O tema da Conferência Nacional de Saúde: “Saúde Pública de qualidade – direito do povo brasileiro” reflete bem essa exigência e justifica a busca de uma imagem em nossos serviços públicos de saúde. Nós somos capazes de organizarmos bons serviços. Já demonstramos isso fartamente. O que não podemos é continuar fazendo de conta que isso é possível frente a essa legislação impeditiva e que criminaliza os gestores.

TODOS os secretários de saúde de Goiânia são processados pelo Ministério Público. TODOS.
Isso se repete em praticamente todas as capitais brasileiras. A consolidação do SUS também é bloqueada pela mesma legislação que gerou os escândalos atuais no cenário brasileiro.

Ou alguém aqui acredita que as quatro irmãs (Camargo Corrêa, OAS, Odebrecht e Andrade Gutierrez), ou cinco irmãs (Queiroz Galvão) foram criações maquiavélicas do atual governo? Esse quadro se reproduz em cada estado ou município brasileiro. O Ministro Chioro, ao enfrentar essas manifestações no campo das próteses enfrenta esse mesmo processo na área da saúde. É urgente a superação desses desafios pelas vias do fortalecimento democrático.
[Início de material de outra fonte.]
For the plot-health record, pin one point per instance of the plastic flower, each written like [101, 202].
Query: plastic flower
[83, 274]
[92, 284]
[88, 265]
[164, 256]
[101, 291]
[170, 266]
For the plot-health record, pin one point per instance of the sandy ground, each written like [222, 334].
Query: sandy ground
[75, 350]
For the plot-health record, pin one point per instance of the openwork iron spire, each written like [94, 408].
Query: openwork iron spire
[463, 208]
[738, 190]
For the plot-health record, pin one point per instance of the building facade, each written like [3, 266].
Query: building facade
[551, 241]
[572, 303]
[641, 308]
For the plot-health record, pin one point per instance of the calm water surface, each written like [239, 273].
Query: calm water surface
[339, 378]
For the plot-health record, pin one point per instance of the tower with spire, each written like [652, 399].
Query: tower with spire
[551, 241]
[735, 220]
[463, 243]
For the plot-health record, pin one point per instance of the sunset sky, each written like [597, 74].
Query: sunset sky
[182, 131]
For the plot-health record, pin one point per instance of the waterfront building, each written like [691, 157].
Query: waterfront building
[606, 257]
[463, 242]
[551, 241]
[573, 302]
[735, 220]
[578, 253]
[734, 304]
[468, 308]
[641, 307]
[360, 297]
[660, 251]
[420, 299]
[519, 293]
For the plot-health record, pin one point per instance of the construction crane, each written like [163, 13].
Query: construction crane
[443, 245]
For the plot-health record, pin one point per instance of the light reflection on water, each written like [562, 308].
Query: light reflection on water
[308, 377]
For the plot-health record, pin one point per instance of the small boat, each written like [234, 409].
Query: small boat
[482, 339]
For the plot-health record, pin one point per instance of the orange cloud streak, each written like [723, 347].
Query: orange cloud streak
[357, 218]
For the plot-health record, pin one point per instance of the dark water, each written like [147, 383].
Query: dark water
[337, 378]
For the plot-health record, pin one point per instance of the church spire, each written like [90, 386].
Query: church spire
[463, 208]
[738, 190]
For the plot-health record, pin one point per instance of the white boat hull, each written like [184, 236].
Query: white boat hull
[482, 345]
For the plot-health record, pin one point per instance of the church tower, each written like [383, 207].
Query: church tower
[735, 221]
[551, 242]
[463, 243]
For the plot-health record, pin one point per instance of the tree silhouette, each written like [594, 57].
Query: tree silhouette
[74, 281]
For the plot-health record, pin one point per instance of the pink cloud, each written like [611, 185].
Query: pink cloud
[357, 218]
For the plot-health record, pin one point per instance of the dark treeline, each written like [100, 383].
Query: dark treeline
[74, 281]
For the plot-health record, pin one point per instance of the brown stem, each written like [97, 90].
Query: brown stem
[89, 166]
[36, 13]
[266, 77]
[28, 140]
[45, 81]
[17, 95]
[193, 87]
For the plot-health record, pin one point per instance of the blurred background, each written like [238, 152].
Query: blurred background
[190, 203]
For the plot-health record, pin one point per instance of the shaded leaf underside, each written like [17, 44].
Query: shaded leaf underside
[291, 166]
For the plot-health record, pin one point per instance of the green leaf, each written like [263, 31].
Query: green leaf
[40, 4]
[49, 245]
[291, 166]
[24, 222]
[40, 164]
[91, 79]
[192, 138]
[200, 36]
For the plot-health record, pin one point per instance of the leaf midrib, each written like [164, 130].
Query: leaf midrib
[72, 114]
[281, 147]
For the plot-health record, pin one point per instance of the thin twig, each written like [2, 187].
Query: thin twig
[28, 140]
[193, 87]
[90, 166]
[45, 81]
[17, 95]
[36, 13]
Optar pelos caminhos tortos, pelas simplificações, somente aprofundará a crise. Marina Silva está correta ao afirmar que é preciso “democratizar a democracia”, e continua: “Eu diria que a gente vive uma crise civilizatória, uma crise onde cinco grandes crises, econômica, social, ambiental, política e de valores, constituem uma única crise, que é uma crise civilizatória.”..e mais: “Quando a corrupção virar um problema nosso, acabaremos com a corrupção ou criaremos instituições para coibi-la (…)”.

Caros colegas, essas são apenas algumas linhas de algumas ideias. Esse congresso se propôs a se constituir em um grande fórum de debates, onde cada qual se manifeste e ao final tenhamos força e vigor para continuarmos as grandes transformações que nos propusemos décadas atrás e, ainda, incorporarmos novos e tantos novos atores na construção de um país menos desigual, mais solidário e justo.

Muito já fizemos, muito ainda por fazer. Se não tarefas de todos nós, tarefas de outros tantos.

Embora assustadora e aparentemente desigual, juntos somos mais.

O sonho não acabou.

O tema dessa conferência: “Saúde, Desenvolvimento e Democracia: O desafio do SUS universal“ convida para essas reflexões e posicionamentos, dentre tantos outros. Bem vindos. Mais que nunca, A LUTA CONTINUA.